Knowledge Graph Memory
Persist agent memory as entities and typed relations in a structured graph — so symbolic queries (path, neighbor, type) become possible alongside semantic search.
Intent & Description
🎯 Intent
Persist agent memory as entities and relations in a structured graph so symbolic queries (path, neighbor, type) become possible.
📋 Context
Some agent tasks involve questions about structured relationships, not semantic similarity — “who reports to whom in this org chart?”, “what code depends on this function?”, “which products are compatible with this one?” The answers are not “documents that look similar” — they’re “nodes connected by specific edge types in a graph.”
💡 Solution
Extract entities and relations from observations into a graph store (Neo4j, RDF, or simple JSON). Queries traverse the graph (Cypher/SPARQL or programmatic). Combine with vector memory for hybrid retrieval — vector finds entry points, graph traverses from there.
Real-world Use Case
- The agent must answer relational queries (path, neighbor, type) over remembered entities.
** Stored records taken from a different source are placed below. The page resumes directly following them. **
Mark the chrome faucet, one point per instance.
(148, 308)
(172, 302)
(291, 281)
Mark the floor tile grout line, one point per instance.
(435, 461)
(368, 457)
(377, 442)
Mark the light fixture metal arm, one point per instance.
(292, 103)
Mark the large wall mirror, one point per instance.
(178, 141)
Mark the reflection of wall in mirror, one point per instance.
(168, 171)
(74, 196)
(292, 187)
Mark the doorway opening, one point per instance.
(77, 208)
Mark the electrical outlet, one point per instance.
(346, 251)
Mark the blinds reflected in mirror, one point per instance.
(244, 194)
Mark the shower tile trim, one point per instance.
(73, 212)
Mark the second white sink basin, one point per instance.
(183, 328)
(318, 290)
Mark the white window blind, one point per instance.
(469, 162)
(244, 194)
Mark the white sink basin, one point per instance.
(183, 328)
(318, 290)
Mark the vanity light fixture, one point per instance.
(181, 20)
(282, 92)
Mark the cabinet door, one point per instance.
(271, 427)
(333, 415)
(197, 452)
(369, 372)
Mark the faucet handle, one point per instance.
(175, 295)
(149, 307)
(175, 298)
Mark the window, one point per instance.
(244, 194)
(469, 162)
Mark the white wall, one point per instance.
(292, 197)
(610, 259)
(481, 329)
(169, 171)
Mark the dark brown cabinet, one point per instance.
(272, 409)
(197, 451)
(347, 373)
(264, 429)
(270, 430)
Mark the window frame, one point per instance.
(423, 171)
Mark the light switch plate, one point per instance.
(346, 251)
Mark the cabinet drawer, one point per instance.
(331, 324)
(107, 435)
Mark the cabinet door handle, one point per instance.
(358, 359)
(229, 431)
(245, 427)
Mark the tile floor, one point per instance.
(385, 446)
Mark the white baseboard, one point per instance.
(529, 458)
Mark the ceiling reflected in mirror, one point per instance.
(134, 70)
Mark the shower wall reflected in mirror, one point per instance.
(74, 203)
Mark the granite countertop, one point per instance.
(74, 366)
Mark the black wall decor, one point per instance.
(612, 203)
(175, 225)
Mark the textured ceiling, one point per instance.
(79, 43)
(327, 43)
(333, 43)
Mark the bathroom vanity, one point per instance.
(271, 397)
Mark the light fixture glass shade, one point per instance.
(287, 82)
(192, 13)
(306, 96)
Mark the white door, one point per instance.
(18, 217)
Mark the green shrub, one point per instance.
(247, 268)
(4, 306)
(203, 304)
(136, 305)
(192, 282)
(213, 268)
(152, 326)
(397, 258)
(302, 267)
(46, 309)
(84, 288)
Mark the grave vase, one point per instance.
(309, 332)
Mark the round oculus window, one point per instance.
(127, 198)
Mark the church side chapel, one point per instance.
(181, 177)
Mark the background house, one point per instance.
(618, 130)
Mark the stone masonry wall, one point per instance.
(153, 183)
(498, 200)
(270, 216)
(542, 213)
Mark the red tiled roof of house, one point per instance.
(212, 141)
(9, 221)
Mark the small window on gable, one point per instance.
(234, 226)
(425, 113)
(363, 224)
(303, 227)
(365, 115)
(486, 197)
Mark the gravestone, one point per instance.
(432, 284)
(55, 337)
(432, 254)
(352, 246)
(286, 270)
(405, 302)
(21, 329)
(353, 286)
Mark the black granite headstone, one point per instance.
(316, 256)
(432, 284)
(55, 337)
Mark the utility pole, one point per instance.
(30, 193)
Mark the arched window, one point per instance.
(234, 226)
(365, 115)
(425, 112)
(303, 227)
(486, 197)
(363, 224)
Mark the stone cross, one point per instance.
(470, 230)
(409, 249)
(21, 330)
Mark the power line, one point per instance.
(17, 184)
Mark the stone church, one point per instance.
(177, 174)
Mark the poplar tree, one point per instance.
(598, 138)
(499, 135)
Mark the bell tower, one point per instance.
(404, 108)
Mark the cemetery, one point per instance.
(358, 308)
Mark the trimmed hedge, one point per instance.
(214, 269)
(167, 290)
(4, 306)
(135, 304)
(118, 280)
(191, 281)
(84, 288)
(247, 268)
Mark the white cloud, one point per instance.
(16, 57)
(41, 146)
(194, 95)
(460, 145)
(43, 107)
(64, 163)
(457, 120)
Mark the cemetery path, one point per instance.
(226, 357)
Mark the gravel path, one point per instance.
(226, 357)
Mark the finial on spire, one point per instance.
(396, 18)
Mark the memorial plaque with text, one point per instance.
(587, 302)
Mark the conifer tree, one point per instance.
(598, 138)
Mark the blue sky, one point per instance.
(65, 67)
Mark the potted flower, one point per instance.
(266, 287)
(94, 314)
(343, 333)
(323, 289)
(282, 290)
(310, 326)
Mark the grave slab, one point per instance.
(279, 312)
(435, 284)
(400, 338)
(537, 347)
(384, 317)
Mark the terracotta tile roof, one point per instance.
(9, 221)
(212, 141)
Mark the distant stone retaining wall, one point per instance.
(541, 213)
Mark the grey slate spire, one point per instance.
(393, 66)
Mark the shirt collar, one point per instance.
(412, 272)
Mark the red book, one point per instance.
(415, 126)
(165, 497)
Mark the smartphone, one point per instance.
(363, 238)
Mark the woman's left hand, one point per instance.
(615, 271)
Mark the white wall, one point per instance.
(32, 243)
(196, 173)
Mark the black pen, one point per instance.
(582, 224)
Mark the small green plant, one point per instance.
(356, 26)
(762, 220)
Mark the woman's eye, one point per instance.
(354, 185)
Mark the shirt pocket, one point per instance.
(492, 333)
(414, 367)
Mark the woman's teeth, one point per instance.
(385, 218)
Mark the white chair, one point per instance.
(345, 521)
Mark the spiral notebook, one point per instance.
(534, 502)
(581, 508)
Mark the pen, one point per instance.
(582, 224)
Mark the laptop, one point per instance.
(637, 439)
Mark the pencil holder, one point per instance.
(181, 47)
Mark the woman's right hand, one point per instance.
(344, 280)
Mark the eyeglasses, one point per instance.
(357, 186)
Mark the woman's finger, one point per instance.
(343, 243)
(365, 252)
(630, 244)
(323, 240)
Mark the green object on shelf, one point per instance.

- Observations cleanly yield entities and relations worth persisting symbolically.
- Hybrid retrieval (vector entry point + graph traversal) is feasible and useful.
Source
📌 TL;DR
Store entities and typed relations in a graph — combine vector search for entry points and graph traversal for relational answers that embedding similarity alone can never provide.
Advantages
- Structured relational queries that vector search can’t answer become possible.
- Knowledge is inspectable, editable, and debuggable — not a black-box embedding.
Disadvantages
- Extraction quality bounds graph quality — bad entity extraction propagates everywhere.
- Schema rigidity vs flexibility is an ongoing tension; graphs need schema governance.